Australia’s privacy watchdog is set to be more selective in the individual privacy complaints it investigates, shifting its focus instead to broader issues and deterrence activities.
Commissioner Carly Kind unveiled the shift in a blog post late yesterday, saying the Office of the Australian Information Commissioner (OAIC) would “take a robust approach to assessing the validity of individual privacy complaints, and deciding which privacy complaints warrant an investigation.”
“We believe a more proactive enforcement focus on systemic harms and market practices will make a real difference, but in order to carve out the time, resources and capability to make such a shift we need to apply more robust thresholds to our individual privacy complaint handling practices,” Kind wrote.

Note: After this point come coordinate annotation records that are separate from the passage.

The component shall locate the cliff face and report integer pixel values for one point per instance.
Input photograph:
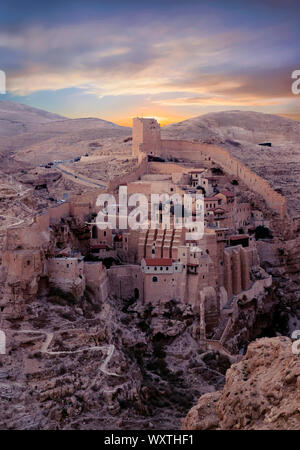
(262, 391)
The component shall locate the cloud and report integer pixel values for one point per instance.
(186, 61)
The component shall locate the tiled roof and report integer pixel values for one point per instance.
(227, 193)
(158, 261)
(238, 237)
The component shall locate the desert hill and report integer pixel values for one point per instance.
(241, 132)
(37, 136)
(16, 118)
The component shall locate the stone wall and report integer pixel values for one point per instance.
(209, 154)
(126, 282)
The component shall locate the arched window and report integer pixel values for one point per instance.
(95, 232)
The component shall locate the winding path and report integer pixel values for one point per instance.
(110, 348)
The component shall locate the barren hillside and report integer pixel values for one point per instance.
(241, 132)
(16, 118)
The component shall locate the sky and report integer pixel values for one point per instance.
(165, 59)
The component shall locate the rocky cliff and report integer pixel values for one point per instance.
(262, 391)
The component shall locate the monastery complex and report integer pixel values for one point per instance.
(65, 249)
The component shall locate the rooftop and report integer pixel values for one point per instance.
(158, 261)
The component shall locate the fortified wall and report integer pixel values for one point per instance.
(146, 140)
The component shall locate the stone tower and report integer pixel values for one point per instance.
(145, 137)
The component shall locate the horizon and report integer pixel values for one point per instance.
(295, 117)
(169, 61)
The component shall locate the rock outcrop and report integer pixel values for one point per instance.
(262, 392)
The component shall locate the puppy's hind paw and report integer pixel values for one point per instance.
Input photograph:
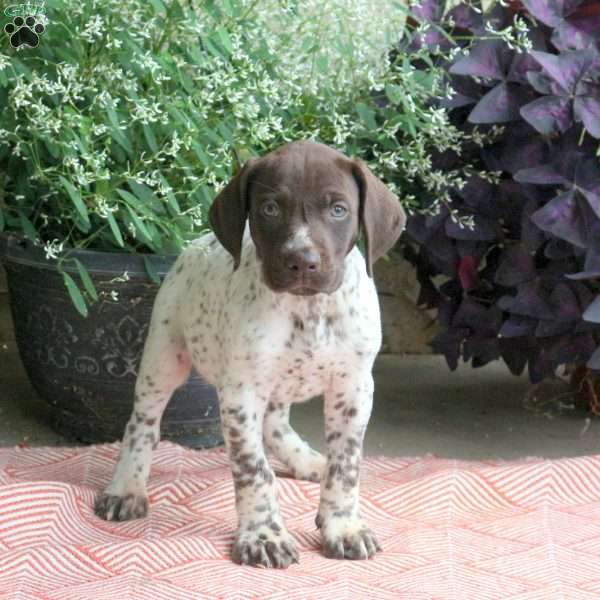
(121, 508)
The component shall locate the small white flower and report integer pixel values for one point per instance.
(53, 248)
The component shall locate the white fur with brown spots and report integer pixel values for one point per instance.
(263, 350)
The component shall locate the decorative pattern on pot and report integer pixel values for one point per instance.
(51, 336)
(122, 342)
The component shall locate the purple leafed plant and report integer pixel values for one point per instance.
(521, 281)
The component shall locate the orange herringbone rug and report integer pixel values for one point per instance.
(526, 530)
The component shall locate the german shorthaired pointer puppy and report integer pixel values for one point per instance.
(276, 314)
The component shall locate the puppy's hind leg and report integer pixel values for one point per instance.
(165, 366)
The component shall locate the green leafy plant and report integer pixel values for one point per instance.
(117, 131)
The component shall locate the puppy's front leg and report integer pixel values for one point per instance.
(262, 538)
(347, 410)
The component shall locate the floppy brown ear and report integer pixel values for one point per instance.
(381, 215)
(229, 210)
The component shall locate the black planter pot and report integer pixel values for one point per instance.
(85, 367)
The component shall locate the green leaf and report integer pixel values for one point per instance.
(86, 280)
(75, 294)
(139, 225)
(27, 227)
(394, 93)
(322, 63)
(151, 270)
(172, 201)
(224, 39)
(202, 156)
(159, 7)
(115, 229)
(150, 138)
(212, 48)
(77, 201)
(147, 196)
(116, 132)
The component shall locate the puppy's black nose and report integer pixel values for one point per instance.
(303, 261)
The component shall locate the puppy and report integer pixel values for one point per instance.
(271, 314)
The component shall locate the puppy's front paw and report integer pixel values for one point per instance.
(267, 546)
(121, 508)
(345, 537)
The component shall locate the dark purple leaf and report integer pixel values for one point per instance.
(521, 65)
(522, 148)
(551, 327)
(543, 175)
(531, 235)
(428, 10)
(592, 312)
(517, 266)
(551, 12)
(583, 275)
(594, 361)
(577, 33)
(567, 68)
(466, 18)
(530, 301)
(467, 272)
(482, 350)
(562, 217)
(541, 83)
(587, 181)
(517, 326)
(483, 229)
(489, 59)
(550, 115)
(587, 110)
(449, 344)
(500, 105)
(557, 249)
(466, 91)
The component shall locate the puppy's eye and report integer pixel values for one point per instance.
(339, 210)
(270, 209)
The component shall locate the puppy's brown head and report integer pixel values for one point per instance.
(307, 205)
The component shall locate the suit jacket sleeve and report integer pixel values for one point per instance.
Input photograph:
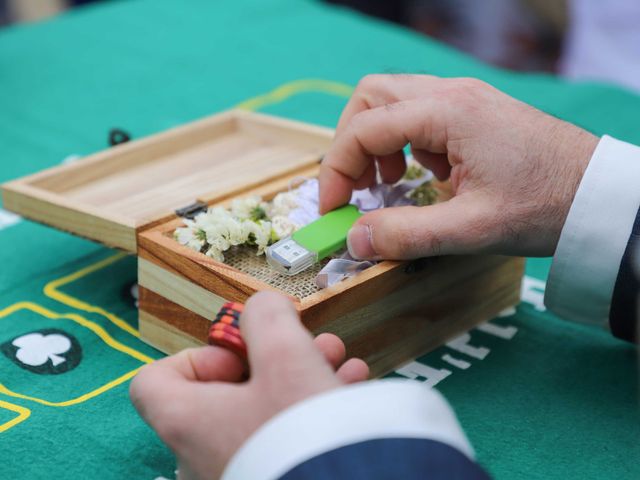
(374, 430)
(592, 278)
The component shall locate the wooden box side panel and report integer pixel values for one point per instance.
(86, 222)
(420, 317)
(387, 333)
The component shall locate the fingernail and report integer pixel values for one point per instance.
(359, 242)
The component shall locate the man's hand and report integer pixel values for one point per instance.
(514, 170)
(197, 405)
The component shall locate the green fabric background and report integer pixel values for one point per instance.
(558, 400)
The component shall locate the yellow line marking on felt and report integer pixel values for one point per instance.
(277, 95)
(284, 91)
(51, 291)
(95, 328)
(23, 414)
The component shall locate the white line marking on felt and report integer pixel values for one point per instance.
(532, 292)
(8, 219)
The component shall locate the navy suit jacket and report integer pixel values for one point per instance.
(390, 458)
(623, 313)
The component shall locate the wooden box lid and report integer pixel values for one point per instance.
(111, 195)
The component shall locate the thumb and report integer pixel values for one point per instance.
(458, 226)
(280, 349)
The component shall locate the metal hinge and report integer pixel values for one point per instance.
(190, 211)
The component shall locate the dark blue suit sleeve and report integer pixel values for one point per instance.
(623, 314)
(390, 458)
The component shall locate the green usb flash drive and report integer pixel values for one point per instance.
(313, 242)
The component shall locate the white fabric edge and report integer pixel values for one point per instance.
(595, 234)
(348, 415)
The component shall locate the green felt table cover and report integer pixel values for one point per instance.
(542, 398)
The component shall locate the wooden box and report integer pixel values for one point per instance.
(127, 196)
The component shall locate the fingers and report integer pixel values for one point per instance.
(277, 342)
(464, 224)
(392, 167)
(165, 379)
(352, 371)
(378, 90)
(380, 132)
(438, 163)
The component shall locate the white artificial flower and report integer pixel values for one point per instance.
(258, 233)
(236, 234)
(282, 226)
(248, 208)
(215, 254)
(282, 204)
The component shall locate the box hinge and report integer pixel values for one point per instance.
(190, 211)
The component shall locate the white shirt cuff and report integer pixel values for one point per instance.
(345, 416)
(595, 234)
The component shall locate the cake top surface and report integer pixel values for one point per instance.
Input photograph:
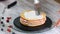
(30, 15)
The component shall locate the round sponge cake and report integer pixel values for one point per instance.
(29, 18)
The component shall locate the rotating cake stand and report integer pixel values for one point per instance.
(14, 13)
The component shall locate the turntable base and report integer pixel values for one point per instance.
(17, 23)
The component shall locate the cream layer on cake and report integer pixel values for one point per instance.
(29, 18)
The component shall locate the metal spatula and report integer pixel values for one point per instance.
(37, 7)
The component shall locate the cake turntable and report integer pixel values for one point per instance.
(13, 15)
(17, 23)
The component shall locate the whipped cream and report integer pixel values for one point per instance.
(31, 15)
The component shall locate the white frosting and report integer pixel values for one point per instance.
(32, 15)
(36, 1)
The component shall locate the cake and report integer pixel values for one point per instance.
(29, 18)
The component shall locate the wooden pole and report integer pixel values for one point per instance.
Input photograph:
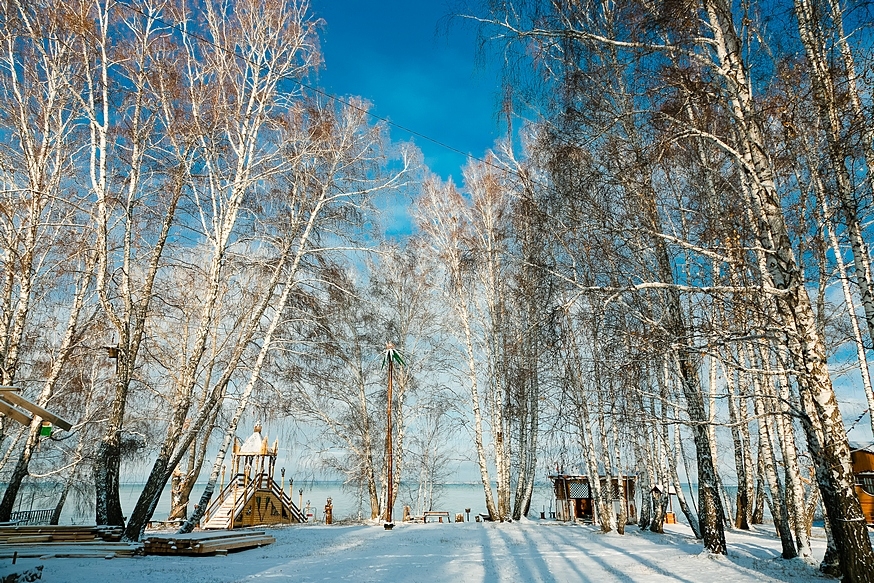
(388, 439)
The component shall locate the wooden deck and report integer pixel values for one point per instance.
(205, 543)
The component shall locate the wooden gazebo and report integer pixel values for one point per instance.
(252, 496)
(574, 499)
(862, 457)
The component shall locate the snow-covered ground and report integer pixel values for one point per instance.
(468, 552)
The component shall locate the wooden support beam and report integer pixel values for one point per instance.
(14, 413)
(12, 398)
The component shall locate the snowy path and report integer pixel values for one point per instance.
(525, 551)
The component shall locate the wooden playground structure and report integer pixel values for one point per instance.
(574, 499)
(252, 496)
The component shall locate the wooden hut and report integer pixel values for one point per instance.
(252, 497)
(863, 469)
(574, 500)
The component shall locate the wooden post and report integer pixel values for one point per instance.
(388, 440)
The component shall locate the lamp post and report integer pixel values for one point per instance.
(390, 356)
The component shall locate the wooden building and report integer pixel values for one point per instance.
(574, 498)
(863, 469)
(252, 496)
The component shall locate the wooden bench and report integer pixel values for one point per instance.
(435, 514)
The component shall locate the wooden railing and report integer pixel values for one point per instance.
(243, 494)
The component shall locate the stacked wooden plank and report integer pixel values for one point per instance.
(205, 543)
(42, 541)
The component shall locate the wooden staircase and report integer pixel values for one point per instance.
(236, 500)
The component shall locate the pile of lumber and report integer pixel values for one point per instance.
(40, 541)
(205, 543)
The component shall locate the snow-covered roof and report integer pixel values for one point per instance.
(254, 444)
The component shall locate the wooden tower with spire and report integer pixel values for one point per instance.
(252, 496)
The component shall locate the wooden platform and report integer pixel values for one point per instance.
(64, 541)
(205, 543)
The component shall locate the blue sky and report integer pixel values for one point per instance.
(418, 68)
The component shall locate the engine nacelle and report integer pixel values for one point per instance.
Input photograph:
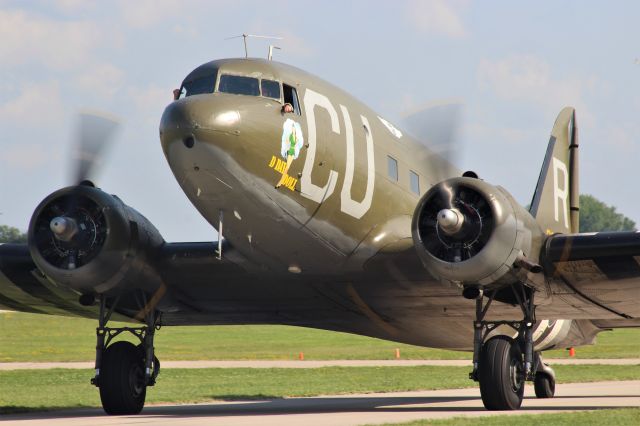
(469, 232)
(92, 242)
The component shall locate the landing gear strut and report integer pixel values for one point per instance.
(123, 370)
(503, 364)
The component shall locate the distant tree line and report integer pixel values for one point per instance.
(596, 216)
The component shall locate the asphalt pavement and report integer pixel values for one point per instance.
(348, 409)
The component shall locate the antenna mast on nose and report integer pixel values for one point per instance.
(244, 39)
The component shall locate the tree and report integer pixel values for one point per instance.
(9, 234)
(596, 216)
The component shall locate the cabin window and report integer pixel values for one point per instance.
(239, 85)
(270, 89)
(291, 97)
(414, 182)
(392, 168)
(198, 86)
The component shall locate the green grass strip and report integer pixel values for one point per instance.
(618, 417)
(27, 390)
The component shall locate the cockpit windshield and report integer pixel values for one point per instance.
(239, 85)
(198, 86)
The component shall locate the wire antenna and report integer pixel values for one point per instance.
(245, 36)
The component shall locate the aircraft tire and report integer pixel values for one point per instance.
(500, 375)
(545, 385)
(122, 383)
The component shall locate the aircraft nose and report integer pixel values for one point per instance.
(201, 118)
(178, 115)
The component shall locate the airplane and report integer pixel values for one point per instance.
(329, 216)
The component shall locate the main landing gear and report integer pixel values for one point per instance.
(124, 370)
(503, 364)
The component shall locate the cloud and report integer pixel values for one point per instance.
(35, 104)
(25, 156)
(143, 14)
(149, 102)
(103, 80)
(529, 78)
(31, 39)
(438, 17)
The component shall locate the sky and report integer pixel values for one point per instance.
(513, 65)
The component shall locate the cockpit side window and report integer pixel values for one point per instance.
(291, 97)
(270, 89)
(239, 85)
(198, 86)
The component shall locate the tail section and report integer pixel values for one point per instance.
(555, 203)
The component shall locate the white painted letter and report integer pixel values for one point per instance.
(560, 194)
(307, 188)
(347, 204)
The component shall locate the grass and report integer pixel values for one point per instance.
(619, 417)
(31, 337)
(28, 390)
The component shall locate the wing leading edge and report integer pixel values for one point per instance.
(602, 267)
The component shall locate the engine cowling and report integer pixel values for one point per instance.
(88, 240)
(469, 232)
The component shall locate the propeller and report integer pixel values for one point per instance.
(72, 229)
(455, 222)
(95, 136)
(437, 127)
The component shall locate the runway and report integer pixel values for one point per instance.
(350, 409)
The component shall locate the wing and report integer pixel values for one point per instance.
(602, 267)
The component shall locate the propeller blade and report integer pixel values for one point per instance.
(437, 127)
(94, 138)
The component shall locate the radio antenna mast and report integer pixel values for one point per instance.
(244, 39)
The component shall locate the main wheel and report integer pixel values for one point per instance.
(501, 374)
(122, 382)
(545, 385)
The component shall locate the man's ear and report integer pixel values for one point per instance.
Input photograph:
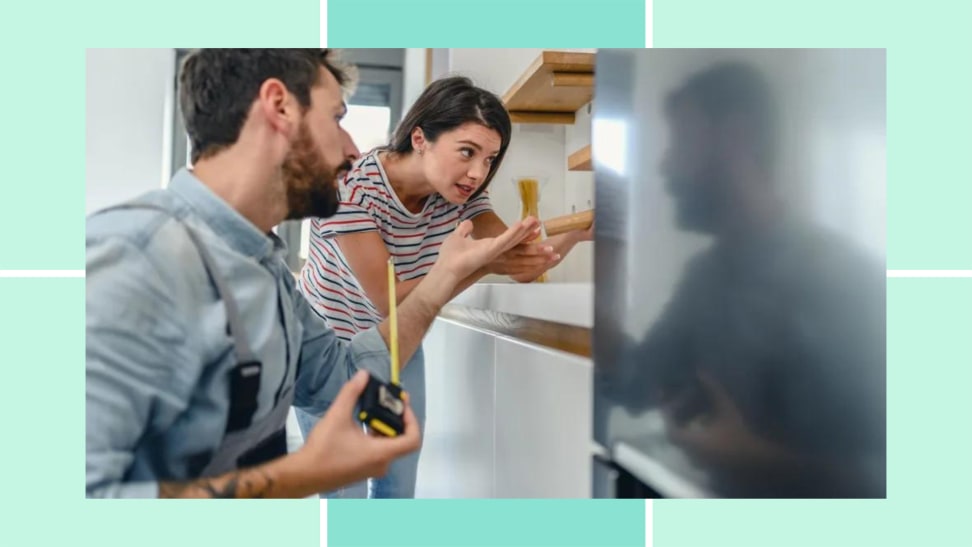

“We want to speed up the time it takes us to deal with privacy complaints, and ensure that the OAIC’s resources are being applied proportionately to address serious and valid privacy complaints.
“Our efforts will be increasingly directed to resolving matters in a way that will result in meaningful change.”
Kind indicated that types of privacy complaints more likely to be investigated are those with broader implications for Australian privacy laws.
“Some individual privacy complaints, while they may establish breaches of the Privacy Act, may not warrant investigation in all of the circumstances, particularly when they arise amidst other issues or proceedings, or where they don’t meet a threshold of seriousness that warrants the proportionate investment of our resources,” Kind wrote.
Kind said the current individual privacy complaint backlog at the OAIC is “significant”.
“As at February 2026, it is unlikely that we will be able to substantially progress new validly lodged individual privacy complaints for some six to 12 months after they are lodged (unless we determine there are exceptional circumstances which may warrant expeditious consideration),” she wrote.
The OAIC’s annual report shows it received 3295 privacy complaints in 2024-25, roughly the same as the prior year.